U.S. House passes bipartisan Medicare bill based on U-M health reform concept
Testing Value-Based Insurance Design (V-BID) in Medicare Advantage demonstration project
ANN ARBOR, Mich., June 24, 2015 /PRNewswire-USNewswire/ -- On June 17th, the United States House of Representatives passed The Strengthening Medicare Advantage through Innovation and Transparency for Seniors Act of 2015 (H.R. 2570, available via umhealth.me/vbid-bill).
This bipartisan legislation would establish a demonstration project allowing Medicare Advantage plans to use a principle called Value-Based Insurance Design (V-BID), a concept born from University of Michigan research that aligns patients' out-of-pocket costs, such as copayments, with the value -- not the cost -- of health care services.
If the bill becomes law, it would allow Medicare Advantage plans to lower copayments and coinsurance for their beneficiaries, encouraging the use of high-value, evidence-based medical services to better manage chronic conditions. It explicitly prevents plans from increasing beneficiary cost-sharing on any service. The legislation was originally introduced by U.S. Reps. Diane Black (R-TN), Earl Blumenauer (D-OR) and Cathy McMorris Rodgers (R-WA).

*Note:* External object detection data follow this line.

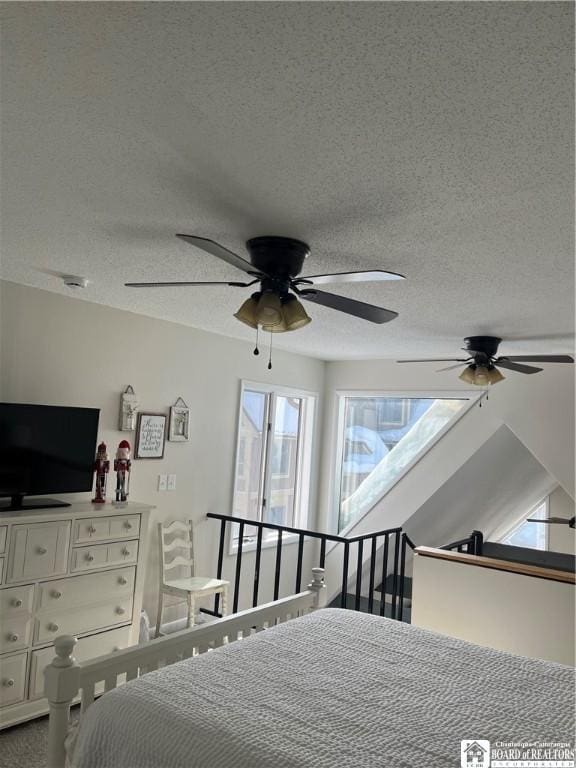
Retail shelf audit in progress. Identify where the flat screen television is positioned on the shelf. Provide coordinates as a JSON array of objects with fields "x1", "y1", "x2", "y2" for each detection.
[{"x1": 0, "y1": 403, "x2": 100, "y2": 510}]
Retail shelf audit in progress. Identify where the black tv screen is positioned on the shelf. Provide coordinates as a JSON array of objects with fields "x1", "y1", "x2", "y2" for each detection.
[{"x1": 0, "y1": 403, "x2": 100, "y2": 499}]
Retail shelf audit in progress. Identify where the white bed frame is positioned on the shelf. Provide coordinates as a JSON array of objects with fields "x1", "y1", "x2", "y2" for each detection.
[{"x1": 44, "y1": 568, "x2": 326, "y2": 768}]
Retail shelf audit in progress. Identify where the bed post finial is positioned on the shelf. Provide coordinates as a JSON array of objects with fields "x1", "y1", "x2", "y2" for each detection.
[
  {"x1": 44, "y1": 635, "x2": 80, "y2": 768},
  {"x1": 308, "y1": 568, "x2": 326, "y2": 611}
]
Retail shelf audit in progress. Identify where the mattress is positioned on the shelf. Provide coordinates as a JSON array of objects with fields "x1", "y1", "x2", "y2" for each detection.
[{"x1": 72, "y1": 609, "x2": 575, "y2": 768}]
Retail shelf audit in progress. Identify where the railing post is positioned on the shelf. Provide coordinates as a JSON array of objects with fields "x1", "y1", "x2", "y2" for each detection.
[
  {"x1": 308, "y1": 568, "x2": 326, "y2": 611},
  {"x1": 214, "y1": 520, "x2": 226, "y2": 614},
  {"x1": 398, "y1": 533, "x2": 406, "y2": 621},
  {"x1": 44, "y1": 635, "x2": 80, "y2": 768},
  {"x1": 340, "y1": 541, "x2": 350, "y2": 608}
]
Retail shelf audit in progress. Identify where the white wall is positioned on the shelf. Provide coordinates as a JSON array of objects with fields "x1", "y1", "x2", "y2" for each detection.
[
  {"x1": 412, "y1": 555, "x2": 575, "y2": 665},
  {"x1": 0, "y1": 282, "x2": 324, "y2": 619}
]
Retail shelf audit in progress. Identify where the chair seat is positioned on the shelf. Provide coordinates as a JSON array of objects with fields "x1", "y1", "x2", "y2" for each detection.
[{"x1": 164, "y1": 576, "x2": 230, "y2": 592}]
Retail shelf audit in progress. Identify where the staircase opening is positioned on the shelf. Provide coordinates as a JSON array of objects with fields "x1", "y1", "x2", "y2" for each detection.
[{"x1": 336, "y1": 395, "x2": 476, "y2": 533}]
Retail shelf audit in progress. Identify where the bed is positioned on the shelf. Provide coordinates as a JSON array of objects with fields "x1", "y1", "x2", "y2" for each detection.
[{"x1": 46, "y1": 564, "x2": 574, "y2": 768}]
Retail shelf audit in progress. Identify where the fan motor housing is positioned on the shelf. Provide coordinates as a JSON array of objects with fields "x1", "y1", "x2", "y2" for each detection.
[
  {"x1": 464, "y1": 336, "x2": 502, "y2": 358},
  {"x1": 246, "y1": 236, "x2": 310, "y2": 280}
]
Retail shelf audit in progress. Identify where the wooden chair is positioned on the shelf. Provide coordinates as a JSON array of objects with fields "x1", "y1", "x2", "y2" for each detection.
[{"x1": 156, "y1": 520, "x2": 229, "y2": 637}]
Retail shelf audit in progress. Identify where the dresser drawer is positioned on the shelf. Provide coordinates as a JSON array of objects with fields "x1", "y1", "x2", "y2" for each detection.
[
  {"x1": 34, "y1": 596, "x2": 132, "y2": 643},
  {"x1": 28, "y1": 627, "x2": 130, "y2": 699},
  {"x1": 0, "y1": 653, "x2": 27, "y2": 707},
  {"x1": 37, "y1": 564, "x2": 136, "y2": 612},
  {"x1": 0, "y1": 613, "x2": 32, "y2": 653},
  {"x1": 0, "y1": 584, "x2": 34, "y2": 623},
  {"x1": 7, "y1": 520, "x2": 70, "y2": 582},
  {"x1": 74, "y1": 515, "x2": 140, "y2": 544},
  {"x1": 72, "y1": 541, "x2": 138, "y2": 571}
]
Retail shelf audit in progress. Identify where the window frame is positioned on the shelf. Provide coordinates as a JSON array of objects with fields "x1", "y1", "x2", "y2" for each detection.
[
  {"x1": 228, "y1": 379, "x2": 318, "y2": 554},
  {"x1": 497, "y1": 491, "x2": 552, "y2": 552},
  {"x1": 329, "y1": 389, "x2": 486, "y2": 536}
]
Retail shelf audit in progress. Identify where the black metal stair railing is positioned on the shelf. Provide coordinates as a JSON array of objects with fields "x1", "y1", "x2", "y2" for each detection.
[
  {"x1": 204, "y1": 512, "x2": 414, "y2": 621},
  {"x1": 440, "y1": 531, "x2": 484, "y2": 555}
]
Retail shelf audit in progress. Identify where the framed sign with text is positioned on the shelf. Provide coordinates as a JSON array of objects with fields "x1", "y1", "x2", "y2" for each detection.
[{"x1": 134, "y1": 413, "x2": 166, "y2": 459}]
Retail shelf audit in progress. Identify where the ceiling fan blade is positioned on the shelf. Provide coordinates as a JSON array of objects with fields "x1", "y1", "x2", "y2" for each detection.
[
  {"x1": 298, "y1": 291, "x2": 398, "y2": 323},
  {"x1": 124, "y1": 280, "x2": 259, "y2": 288},
  {"x1": 176, "y1": 235, "x2": 263, "y2": 282},
  {"x1": 436, "y1": 358, "x2": 473, "y2": 373},
  {"x1": 396, "y1": 357, "x2": 471, "y2": 367},
  {"x1": 494, "y1": 359, "x2": 544, "y2": 373},
  {"x1": 496, "y1": 355, "x2": 574, "y2": 365},
  {"x1": 294, "y1": 269, "x2": 406, "y2": 285}
]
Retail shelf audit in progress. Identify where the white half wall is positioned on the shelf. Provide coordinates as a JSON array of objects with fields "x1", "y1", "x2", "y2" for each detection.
[{"x1": 0, "y1": 282, "x2": 324, "y2": 621}]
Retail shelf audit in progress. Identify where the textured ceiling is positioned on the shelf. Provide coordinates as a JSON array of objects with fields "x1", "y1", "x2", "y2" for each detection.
[{"x1": 0, "y1": 2, "x2": 574, "y2": 359}]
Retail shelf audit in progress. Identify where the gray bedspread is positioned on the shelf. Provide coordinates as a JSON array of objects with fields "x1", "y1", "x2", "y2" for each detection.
[{"x1": 73, "y1": 609, "x2": 575, "y2": 768}]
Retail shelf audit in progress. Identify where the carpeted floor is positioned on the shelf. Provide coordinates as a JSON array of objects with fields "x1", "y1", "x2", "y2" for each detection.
[{"x1": 0, "y1": 717, "x2": 48, "y2": 768}]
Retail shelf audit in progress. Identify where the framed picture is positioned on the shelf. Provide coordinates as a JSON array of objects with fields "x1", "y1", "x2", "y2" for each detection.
[
  {"x1": 134, "y1": 413, "x2": 166, "y2": 459},
  {"x1": 168, "y1": 397, "x2": 190, "y2": 443}
]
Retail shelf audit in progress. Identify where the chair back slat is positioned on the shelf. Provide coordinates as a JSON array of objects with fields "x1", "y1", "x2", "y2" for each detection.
[{"x1": 158, "y1": 520, "x2": 195, "y2": 587}]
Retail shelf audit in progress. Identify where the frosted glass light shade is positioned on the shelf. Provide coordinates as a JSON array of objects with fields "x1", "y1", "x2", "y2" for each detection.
[
  {"x1": 257, "y1": 291, "x2": 282, "y2": 328},
  {"x1": 458, "y1": 365, "x2": 476, "y2": 384},
  {"x1": 488, "y1": 368, "x2": 506, "y2": 384},
  {"x1": 234, "y1": 293, "x2": 260, "y2": 328}
]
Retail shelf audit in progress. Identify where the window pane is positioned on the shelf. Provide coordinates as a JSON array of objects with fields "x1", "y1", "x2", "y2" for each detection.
[
  {"x1": 502, "y1": 501, "x2": 547, "y2": 549},
  {"x1": 338, "y1": 397, "x2": 468, "y2": 531},
  {"x1": 265, "y1": 395, "x2": 302, "y2": 525},
  {"x1": 232, "y1": 389, "x2": 267, "y2": 520}
]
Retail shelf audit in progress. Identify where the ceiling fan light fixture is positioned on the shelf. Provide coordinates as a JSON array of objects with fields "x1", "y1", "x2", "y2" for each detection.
[
  {"x1": 234, "y1": 293, "x2": 261, "y2": 328},
  {"x1": 458, "y1": 365, "x2": 476, "y2": 384},
  {"x1": 488, "y1": 367, "x2": 506, "y2": 384},
  {"x1": 256, "y1": 291, "x2": 282, "y2": 330}
]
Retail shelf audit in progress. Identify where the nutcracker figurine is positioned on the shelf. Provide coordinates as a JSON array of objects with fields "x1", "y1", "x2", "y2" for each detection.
[
  {"x1": 92, "y1": 443, "x2": 110, "y2": 504},
  {"x1": 114, "y1": 440, "x2": 132, "y2": 502}
]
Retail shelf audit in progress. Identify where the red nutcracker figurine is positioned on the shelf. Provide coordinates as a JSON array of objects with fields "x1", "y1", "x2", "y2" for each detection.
[
  {"x1": 92, "y1": 443, "x2": 110, "y2": 504},
  {"x1": 114, "y1": 440, "x2": 132, "y2": 502}
]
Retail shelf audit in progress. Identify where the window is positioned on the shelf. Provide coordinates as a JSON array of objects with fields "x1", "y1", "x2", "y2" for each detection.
[
  {"x1": 336, "y1": 394, "x2": 476, "y2": 532},
  {"x1": 232, "y1": 384, "x2": 315, "y2": 540},
  {"x1": 500, "y1": 497, "x2": 548, "y2": 550}
]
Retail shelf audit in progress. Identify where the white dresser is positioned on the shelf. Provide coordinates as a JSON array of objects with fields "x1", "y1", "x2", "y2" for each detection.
[{"x1": 0, "y1": 502, "x2": 152, "y2": 728}]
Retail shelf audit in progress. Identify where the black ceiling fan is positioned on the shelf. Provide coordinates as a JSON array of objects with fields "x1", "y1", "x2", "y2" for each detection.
[
  {"x1": 397, "y1": 336, "x2": 574, "y2": 386},
  {"x1": 125, "y1": 234, "x2": 405, "y2": 333}
]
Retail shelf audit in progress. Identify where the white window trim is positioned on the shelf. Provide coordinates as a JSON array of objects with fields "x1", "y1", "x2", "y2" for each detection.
[
  {"x1": 330, "y1": 389, "x2": 486, "y2": 536},
  {"x1": 497, "y1": 486, "x2": 558, "y2": 552},
  {"x1": 228, "y1": 379, "x2": 318, "y2": 555}
]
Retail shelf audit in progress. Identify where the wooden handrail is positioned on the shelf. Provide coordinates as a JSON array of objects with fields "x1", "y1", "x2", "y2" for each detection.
[{"x1": 414, "y1": 547, "x2": 576, "y2": 584}]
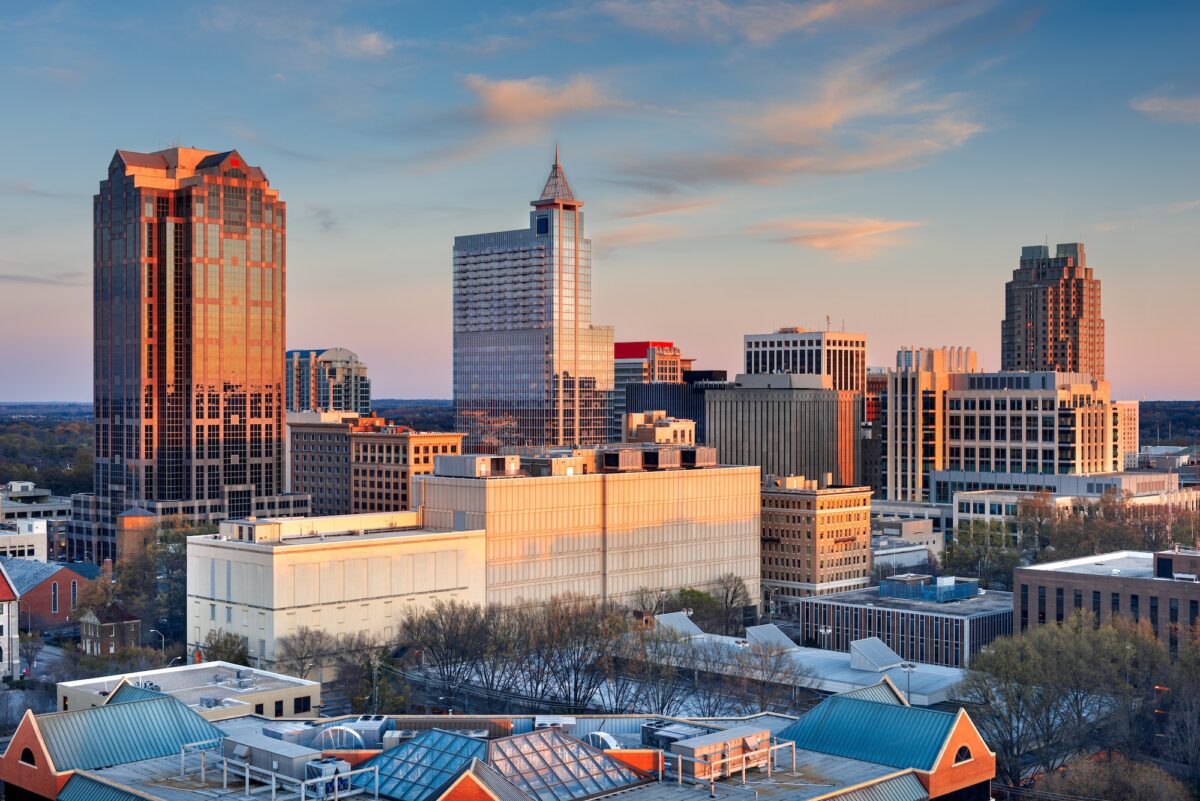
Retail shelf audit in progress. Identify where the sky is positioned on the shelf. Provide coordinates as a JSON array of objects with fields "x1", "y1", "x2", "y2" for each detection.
[{"x1": 0, "y1": 0, "x2": 1200, "y2": 402}]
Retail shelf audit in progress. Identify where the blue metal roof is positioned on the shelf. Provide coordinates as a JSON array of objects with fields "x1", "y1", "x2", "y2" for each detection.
[
  {"x1": 104, "y1": 681, "x2": 167, "y2": 704},
  {"x1": 487, "y1": 729, "x2": 650, "y2": 801},
  {"x1": 350, "y1": 729, "x2": 487, "y2": 801},
  {"x1": 779, "y1": 695, "x2": 956, "y2": 771},
  {"x1": 34, "y1": 695, "x2": 224, "y2": 771},
  {"x1": 838, "y1": 772, "x2": 929, "y2": 801},
  {"x1": 58, "y1": 772, "x2": 148, "y2": 801}
]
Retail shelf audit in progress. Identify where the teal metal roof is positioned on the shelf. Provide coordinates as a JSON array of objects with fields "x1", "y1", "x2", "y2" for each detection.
[
  {"x1": 836, "y1": 773, "x2": 929, "y2": 801},
  {"x1": 58, "y1": 773, "x2": 151, "y2": 801},
  {"x1": 34, "y1": 695, "x2": 224, "y2": 771},
  {"x1": 104, "y1": 682, "x2": 167, "y2": 704},
  {"x1": 779, "y1": 695, "x2": 956, "y2": 771}
]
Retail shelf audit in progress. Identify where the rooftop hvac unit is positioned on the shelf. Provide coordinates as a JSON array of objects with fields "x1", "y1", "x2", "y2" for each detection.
[{"x1": 304, "y1": 757, "x2": 350, "y2": 799}]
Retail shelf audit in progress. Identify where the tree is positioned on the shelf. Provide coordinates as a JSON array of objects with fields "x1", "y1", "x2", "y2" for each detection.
[
  {"x1": 1037, "y1": 757, "x2": 1193, "y2": 801},
  {"x1": 200, "y1": 628, "x2": 250, "y2": 664},
  {"x1": 18, "y1": 630, "x2": 44, "y2": 677},
  {"x1": 275, "y1": 626, "x2": 335, "y2": 679},
  {"x1": 716, "y1": 573, "x2": 750, "y2": 636}
]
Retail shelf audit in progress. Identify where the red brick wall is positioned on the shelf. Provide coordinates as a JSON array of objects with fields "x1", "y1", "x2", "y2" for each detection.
[
  {"x1": 20, "y1": 567, "x2": 89, "y2": 631},
  {"x1": 922, "y1": 712, "x2": 996, "y2": 799},
  {"x1": 0, "y1": 712, "x2": 71, "y2": 799}
]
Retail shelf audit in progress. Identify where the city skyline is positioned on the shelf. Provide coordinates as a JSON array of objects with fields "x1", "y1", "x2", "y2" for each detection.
[{"x1": 0, "y1": 1, "x2": 1200, "y2": 401}]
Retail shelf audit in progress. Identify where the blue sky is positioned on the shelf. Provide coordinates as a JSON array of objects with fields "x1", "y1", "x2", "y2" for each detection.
[{"x1": 0, "y1": 0, "x2": 1200, "y2": 401}]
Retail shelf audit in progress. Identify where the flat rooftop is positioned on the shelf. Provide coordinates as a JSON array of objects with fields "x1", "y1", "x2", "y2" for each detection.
[
  {"x1": 1022, "y1": 550, "x2": 1154, "y2": 578},
  {"x1": 803, "y1": 586, "x2": 1013, "y2": 618},
  {"x1": 59, "y1": 662, "x2": 320, "y2": 709}
]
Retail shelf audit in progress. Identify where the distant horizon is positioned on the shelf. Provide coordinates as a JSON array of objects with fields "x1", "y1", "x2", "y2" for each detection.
[{"x1": 0, "y1": 0, "x2": 1200, "y2": 402}]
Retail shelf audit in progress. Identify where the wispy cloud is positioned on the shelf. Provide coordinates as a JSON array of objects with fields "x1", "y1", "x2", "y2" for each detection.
[
  {"x1": 599, "y1": 0, "x2": 932, "y2": 44},
  {"x1": 0, "y1": 181, "x2": 84, "y2": 199},
  {"x1": 1130, "y1": 94, "x2": 1200, "y2": 125},
  {"x1": 752, "y1": 217, "x2": 924, "y2": 260},
  {"x1": 0, "y1": 270, "x2": 83, "y2": 287}
]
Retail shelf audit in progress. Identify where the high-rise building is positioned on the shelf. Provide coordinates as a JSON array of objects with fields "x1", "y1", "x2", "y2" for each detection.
[
  {"x1": 71, "y1": 147, "x2": 308, "y2": 561},
  {"x1": 1000, "y1": 242, "x2": 1104, "y2": 381},
  {"x1": 743, "y1": 329, "x2": 866, "y2": 395},
  {"x1": 454, "y1": 152, "x2": 613, "y2": 452},
  {"x1": 287, "y1": 348, "x2": 371, "y2": 416},
  {"x1": 288, "y1": 415, "x2": 462, "y2": 514},
  {"x1": 880, "y1": 347, "x2": 978, "y2": 502},
  {"x1": 612, "y1": 342, "x2": 694, "y2": 441},
  {"x1": 704, "y1": 373, "x2": 863, "y2": 487},
  {"x1": 762, "y1": 476, "x2": 871, "y2": 609},
  {"x1": 1112, "y1": 401, "x2": 1141, "y2": 470}
]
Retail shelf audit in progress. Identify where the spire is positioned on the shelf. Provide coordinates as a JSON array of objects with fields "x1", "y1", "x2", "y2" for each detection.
[{"x1": 538, "y1": 141, "x2": 575, "y2": 203}]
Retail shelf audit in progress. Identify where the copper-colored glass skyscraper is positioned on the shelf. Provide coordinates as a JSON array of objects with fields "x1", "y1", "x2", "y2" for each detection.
[
  {"x1": 454, "y1": 152, "x2": 613, "y2": 452},
  {"x1": 71, "y1": 147, "x2": 307, "y2": 561},
  {"x1": 1001, "y1": 242, "x2": 1104, "y2": 381}
]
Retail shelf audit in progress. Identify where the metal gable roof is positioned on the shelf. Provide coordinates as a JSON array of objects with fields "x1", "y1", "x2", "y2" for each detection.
[
  {"x1": 34, "y1": 695, "x2": 224, "y2": 771},
  {"x1": 58, "y1": 772, "x2": 152, "y2": 801},
  {"x1": 830, "y1": 771, "x2": 929, "y2": 801},
  {"x1": 779, "y1": 695, "x2": 956, "y2": 771}
]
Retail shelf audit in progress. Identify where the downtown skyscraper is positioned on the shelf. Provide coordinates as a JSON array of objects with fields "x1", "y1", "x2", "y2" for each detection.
[
  {"x1": 1000, "y1": 242, "x2": 1104, "y2": 381},
  {"x1": 454, "y1": 151, "x2": 613, "y2": 452},
  {"x1": 70, "y1": 147, "x2": 307, "y2": 561}
]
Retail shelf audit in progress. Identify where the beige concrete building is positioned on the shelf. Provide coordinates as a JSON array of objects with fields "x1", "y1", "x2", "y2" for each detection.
[
  {"x1": 1112, "y1": 401, "x2": 1141, "y2": 470},
  {"x1": 623, "y1": 410, "x2": 696, "y2": 445},
  {"x1": 880, "y1": 347, "x2": 978, "y2": 502},
  {"x1": 762, "y1": 476, "x2": 871, "y2": 608},
  {"x1": 743, "y1": 327, "x2": 866, "y2": 395},
  {"x1": 415, "y1": 446, "x2": 760, "y2": 604},
  {"x1": 704, "y1": 374, "x2": 863, "y2": 487},
  {"x1": 187, "y1": 512, "x2": 485, "y2": 667},
  {"x1": 288, "y1": 415, "x2": 463, "y2": 516},
  {"x1": 56, "y1": 662, "x2": 320, "y2": 721}
]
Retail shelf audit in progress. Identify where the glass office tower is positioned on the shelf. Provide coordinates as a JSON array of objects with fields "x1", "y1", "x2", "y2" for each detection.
[
  {"x1": 454, "y1": 152, "x2": 613, "y2": 452},
  {"x1": 71, "y1": 147, "x2": 307, "y2": 561}
]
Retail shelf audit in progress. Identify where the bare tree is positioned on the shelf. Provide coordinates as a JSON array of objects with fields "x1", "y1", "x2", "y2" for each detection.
[
  {"x1": 400, "y1": 601, "x2": 486, "y2": 697},
  {"x1": 18, "y1": 628, "x2": 44, "y2": 677},
  {"x1": 275, "y1": 626, "x2": 335, "y2": 679},
  {"x1": 715, "y1": 573, "x2": 750, "y2": 636}
]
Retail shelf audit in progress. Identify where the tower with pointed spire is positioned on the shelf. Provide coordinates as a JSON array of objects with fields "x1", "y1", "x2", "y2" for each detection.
[{"x1": 454, "y1": 151, "x2": 613, "y2": 452}]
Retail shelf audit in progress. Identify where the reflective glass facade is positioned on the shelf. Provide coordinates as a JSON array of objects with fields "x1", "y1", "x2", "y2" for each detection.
[
  {"x1": 454, "y1": 161, "x2": 613, "y2": 452},
  {"x1": 78, "y1": 147, "x2": 290, "y2": 561}
]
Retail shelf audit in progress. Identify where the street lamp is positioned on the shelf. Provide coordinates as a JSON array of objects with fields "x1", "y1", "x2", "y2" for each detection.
[
  {"x1": 817, "y1": 626, "x2": 833, "y2": 650},
  {"x1": 150, "y1": 628, "x2": 167, "y2": 664},
  {"x1": 900, "y1": 662, "x2": 917, "y2": 706}
]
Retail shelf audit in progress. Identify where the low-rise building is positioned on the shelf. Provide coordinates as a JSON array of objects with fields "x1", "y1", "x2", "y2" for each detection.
[
  {"x1": 0, "y1": 481, "x2": 71, "y2": 561},
  {"x1": 1013, "y1": 547, "x2": 1200, "y2": 658},
  {"x1": 55, "y1": 661, "x2": 320, "y2": 721},
  {"x1": 187, "y1": 512, "x2": 484, "y2": 676},
  {"x1": 0, "y1": 520, "x2": 49, "y2": 562},
  {"x1": 288, "y1": 415, "x2": 463, "y2": 516},
  {"x1": 79, "y1": 604, "x2": 142, "y2": 656},
  {"x1": 0, "y1": 558, "x2": 95, "y2": 631},
  {"x1": 416, "y1": 446, "x2": 761, "y2": 616},
  {"x1": 799, "y1": 573, "x2": 1013, "y2": 668},
  {"x1": 762, "y1": 476, "x2": 871, "y2": 609}
]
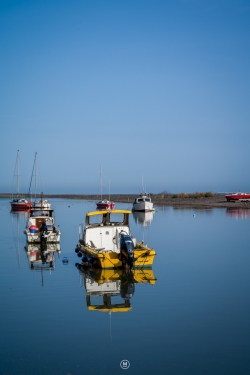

The bipartisan companion bill, the Value-Based Insurance Design Seniors Copayment Reduction Act of 2015 (S.1396), was introduced to the Senate on May 20th by U.S. Senators Debbie Stabenow (D-MI) and John Thune (R-SD).
In addition to the Capitol Hill activity, V-BID was included in a recent Centers for Medicare and Medicaid Services (CMS) Request for Information to Innovate Medicare.
The V-BID concept grew out of a decade of work by U-M health policy researchers in the School of Public Health and Medical School, and the jointly run V-BID Center. U-M faculty members include V-BID Center director, A. Mark Fendrick, M.D., and research director, Richard Hirth, Ph.D. Former U-M faculty member Michael Chernew, Ph.D., was also instrumental to the development and testing of the V-BID concept.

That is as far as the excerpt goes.